O ramo onde isso é mais evidente é o Exército. A sua imagem não é muito positiva entre os civis, por causa dos excessos com que transforma uma formação numa praxe mortal e da negligência com que lida com os seus paióis. E não é de somenos que o seu orçamento tenha vindo a diminuir aceleradamente e que há anos se defronte com problemas surgidos da passagem do serviço obrigatório à profissionalização.

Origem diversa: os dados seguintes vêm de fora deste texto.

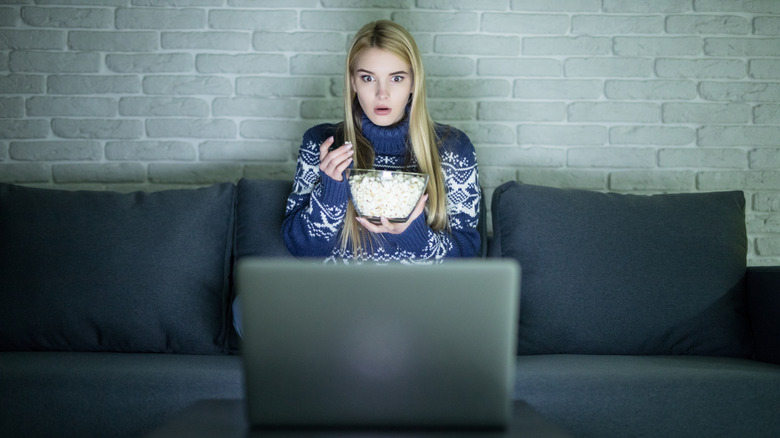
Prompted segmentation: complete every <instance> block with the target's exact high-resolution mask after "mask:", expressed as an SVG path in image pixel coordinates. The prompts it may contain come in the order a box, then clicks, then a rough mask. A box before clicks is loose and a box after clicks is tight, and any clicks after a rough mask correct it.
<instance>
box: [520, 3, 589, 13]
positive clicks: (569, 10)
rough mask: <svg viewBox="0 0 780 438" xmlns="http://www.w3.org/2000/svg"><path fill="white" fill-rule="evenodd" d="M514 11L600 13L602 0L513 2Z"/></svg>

O Exército tem hoje metade dos efectivos que tinha em 2002 por duas razões principais, que acabam por se conjugar: é cada vez mais difícil recrutar e é cada vez mais difícil reter os militares contratados, porque é uma profissão precária, pouco compensadora financeiramente, que não assegura transição para um emprego civil e porque, convenhamos, existem tarefas mais estimulantes para fazer do que viver nesse microcosmos cloroformizado que é um quartel português no século XXI. 

O resultado, para o qual não existirá solução óbvia nos próximos anos, é relativamente cómico: há capitães que não têm quem comandar por não existirem praças em número suficiente para serem comandadas. O Exército tem razões para exigir do Governo uma atitude mais consentânea com a sua importância e pergaminhos.

O que a instituição tem para pagar em salários é menos 5,23% do que a Assembleia da República aprovou para 2019, quando o Estado assumiu um aumento geral de 3,2% na função pública, e ainda vai ter de pagar às Finanças pelos espaços que ocupa, por ter perdido a isenção que o Estado manteve para escolas, tribunais, hospitais, prisões ou edifícios cedidos à Igreja no âmbito da Concordata. Ainda não é desta que o Exército terá as 4100 praças e os capitães um trabalho a tempo inteiro.